COB research steps up in last five years
College of Business has significantly advanced its internal goals to ramp-up research.
Shelby Bratcher |
Lipscomb College of Business will take what could be its final step in its pursuit of a higher accreditation standard from the Association to Advance Collegiate Schools of Business, when the AACSB accreditation committee conducts its site visit on campus this coming October.
The pursuit of this goal has been a collective faculty effort that has been in progress since 2016, said Dean Ray Eldridge.
To achieve accreditation, deployment of qualified faculty must be in alignment with AACSB standards and meet one of the four possible faculty qualification groups that demonstrate significant academic and professional engagement that sustains the intellectual capital necessary to support high-quality outcomes consistent with the school’s mission and strategies.
Today, the college has well surpassed these benchmarks, said Professor and Associate Dean Andy Borchers. From peer-reviewed academic journals to TV interviews, the 26-person faculty have dedicated themselves to over 335 intellectual contributions during the past five years, he said. In addition, a substantial 61 percent of college credit hours are now being taught by well-published and doctorate-level faculty.
Apart from the faculty’s growing quality of publications, the college has also been establishing a newfound reputation in the world of business, making a societal impact as a force of good, Borchers said.
“The college is taking on a position of thought leadership in several areas, most notably the business as mission space,” he said. “We have accomplished this through publications, organizing conferences and academic service.” The College of Business has now led the annual BAM323 conference, focusing on the business as mission concept, for the past two years. The conference brings more than 400 entrepreneurs, business leaders, not-for-profit leaders, impact investors, and church leaders together to see how business can serve the needs of humankind and the Kingdom.
This fall the annual Christian Business Faculty Association conference will be held at Lipscomb immediately following the BAM323 conference, he said, and the College of Business also organizes the business and economics track at Lipscomb’s annual Christian Scholars’ Conference.
Student research has been emphasized through traditional methods and through the requirement that students create their own start-up business, said Eldridge.
“Because we are a practitioner’s business school, where most of our graduates go to work, not immediately to graduate school, much of our research is application-based, very practitioner-oriented,” said Eldridge. “So while a lot of people think of research as being new knowledge, we specialize in applied research that often works to advance the art of teaching or to apply theory or best practices to business operations.”
“Another area that many people might not immediately connect with research is our annual Kittrell Pitch Competition for student entrepreneurs. Here our students showcase their work, often done in consultation with Lipscomb faculty members, to address societal needs. Not only do our students compete at Lipscomb pitch events, but they travel to compete at regional competitions,” said Borchers.
Many of the Lipscomb’s professors have used their research efforts to benefit students by enhancing their curriculum and often inviting students to help with their research along the way. “All of our research is essential in keeping faculty current and engaged in their disciplines.
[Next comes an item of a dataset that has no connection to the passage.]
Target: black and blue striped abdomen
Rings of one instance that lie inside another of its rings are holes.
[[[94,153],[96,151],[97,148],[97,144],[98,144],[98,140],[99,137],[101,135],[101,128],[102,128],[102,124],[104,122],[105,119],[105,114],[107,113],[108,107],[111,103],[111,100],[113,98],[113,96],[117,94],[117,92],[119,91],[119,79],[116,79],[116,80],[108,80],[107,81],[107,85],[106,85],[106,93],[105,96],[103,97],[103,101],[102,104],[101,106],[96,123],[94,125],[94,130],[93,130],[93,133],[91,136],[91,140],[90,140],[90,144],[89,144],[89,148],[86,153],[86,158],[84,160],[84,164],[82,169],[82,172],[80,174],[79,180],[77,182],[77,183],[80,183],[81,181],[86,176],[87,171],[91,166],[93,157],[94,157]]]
This is essential in the classroom” explained Borchers.
For the past several years, marketing Assistant Professor Lindsay Dillingham, has been teaming up with students to involve them in her research through class projects and to shepherd them to making presentations at Lipscomb’s annual Student Scholars Symposium. As a professor who formerly worked at Merrill Lynch, Dillingham focuses her research interests on social influence and crisis communication in contexts such as financial investing, consumer-to-consumer information searches and health communication.
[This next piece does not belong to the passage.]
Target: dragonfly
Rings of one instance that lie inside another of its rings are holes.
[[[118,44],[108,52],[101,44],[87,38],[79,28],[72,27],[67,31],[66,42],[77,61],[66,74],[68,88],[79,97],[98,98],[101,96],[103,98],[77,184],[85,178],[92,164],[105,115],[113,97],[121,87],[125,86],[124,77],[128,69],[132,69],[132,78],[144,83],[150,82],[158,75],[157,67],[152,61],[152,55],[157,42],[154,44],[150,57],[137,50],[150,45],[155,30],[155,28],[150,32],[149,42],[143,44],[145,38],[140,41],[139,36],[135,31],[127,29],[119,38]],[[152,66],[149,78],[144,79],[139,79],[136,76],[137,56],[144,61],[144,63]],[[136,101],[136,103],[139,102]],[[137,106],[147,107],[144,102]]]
The AACSB will make its initial accreditation site visit in October, an event that is the last hurdle to clear in achieving AACSB accreditation, Eldridge said.
“I have a copy of a letter dated February 1988 from Axel Swang, the former chair of the Lipscomb business program, inquiring about the AACSB accreditation,” said Eldridge. “Since then the pursuit of the prestigious recognition has ebbed and flowed but we are now in the final stages.”
“I am so proud of the business faculty and staff working endlessly the past five years to make it to this point. We humbly do not know the future but we are committed to earn this honor. Out of the 16,000 business schools worldwide granting business degrees less than 5% have earned AACSB Accreditation.”